16位の「レ・ミゼラブル」もよかったが、上映時間が長いうえにテーマも重いので、観終わった後かなりグッタリするのでやや評価を下げた。
作品としては作りこまれているのだが、映画館で観るにはそこそこの体力と覚悟が必要である。

17位は「モンスターズ・ユニバーシティ」。
「モンスターズ・インク」の前日譚であるが、マイクが落ちこぼれだったという点がいい。
決して教条的ではなく、ダメなものはダメだけど諦めなければいつか花が咲くという部分は、世界共通なんだと思った。

18位以下の3作品はとてもマニアックな作品だ。

18位の「箱入り息子の恋」は、この時代にこんなピュアな恋愛があるかという映画だ。
それでもそれが逆に新鮮で、観ていて心地よかった。
個人的には、息子の将来を案ずる平泉成と森山良子の両親に共感した。

19位の「地獄でなぜ悪い」は、AKBの大島優子が観て気分が悪くなったという作品だ。
園子温作品だけに過激にバンバン人が死んでいくため、その気持ちもわからなくはない。
ただ基本的にナンセンスな作品なので、映画全体に悲壮感がない。
そして、8mmカメラ片手に撮影のためなら何でもする「映画バカ」が主題となっている。
あまりにも「映画バカ」過ぎてリアリティはほとんどないのだが、8mm映画を制作した経験がある人なら少なからず共感できる部分があるはずだ。
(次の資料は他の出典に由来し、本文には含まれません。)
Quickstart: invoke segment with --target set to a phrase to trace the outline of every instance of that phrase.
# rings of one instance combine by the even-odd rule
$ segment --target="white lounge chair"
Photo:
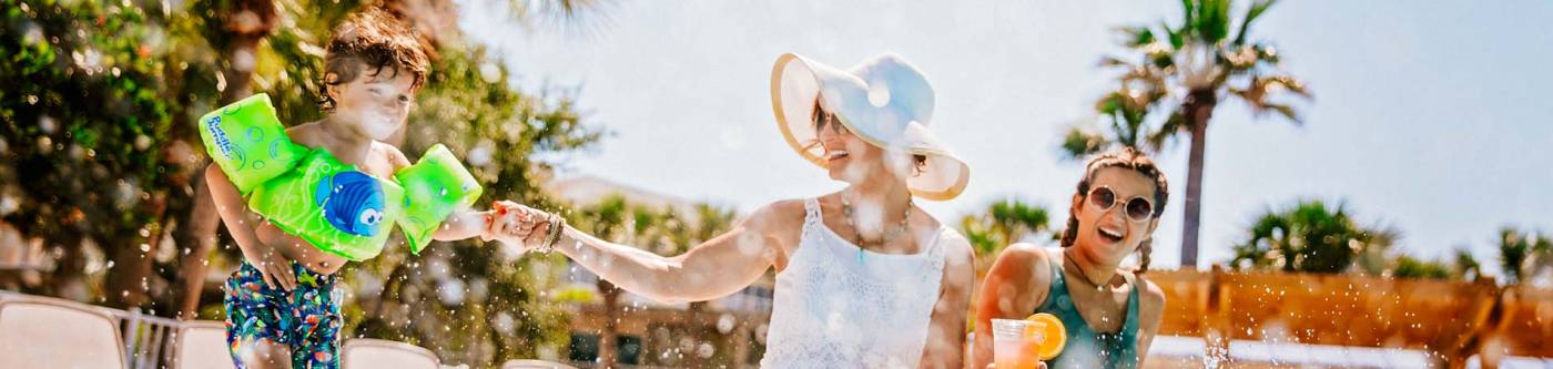
[[[53,298],[0,295],[0,367],[126,366],[113,316]]]
[[[343,355],[340,364],[345,364],[346,369],[441,367],[441,363],[432,350],[399,341],[353,338],[346,340],[345,347],[340,350]]]
[[[576,369],[576,367],[544,360],[508,360],[506,363],[502,363],[502,369]]]
[[[179,327],[177,346],[172,349],[172,369],[182,367],[238,367],[227,349],[227,324],[221,321],[186,321]]]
ラストの「さよならドビュッシー」は、映画として考えればかなり酷い出来の作品だ。
最たるは主人公岬洋介の絆創膏の位置が、カットによって顔の右になったり左になったり入れ替わっている事である。
記録係はもちろん、誰も気付かなかったのかと突っ込みを入れたくなるし、それ以前に劇場で公開するなら撮り直すだろうと思う。

それでも評価したいのは、岬洋介を演ずる清塚信也のオーラが凄かったからである。
本職はピアニストなのだが、この人のピアノに対する情熱がスクリーンからビンビンに伝わってきた。
ピアノ以外の演技でも、決して巧くはないのだが人を引き付ける何かを発していた。

監督は利重剛なので、いい加減な作品を作るとは思えない。
思うに上記の映画としては致命的なミスも、清塚信也の凄い演技に魅了されて、撮り直しをしなかったのかもしれない。
あるいは撮り直した方の演技がイマイチだったので、あえて絆創膏の位置の間違いには目をつぶって最初のフィルムを使ったのかもしれない。
いずれにしろ、映画全体から感じたパワーで20位にした。

この他にも「脳男」「真夏の方程式」「許されざる者」「REDリターンズ」「キャプテン・フィリップス」あたりもかなり面白かった。

今年も何本観られるかわからないが、無理せずできるだけたくさんの新作を観ていきたいと思う。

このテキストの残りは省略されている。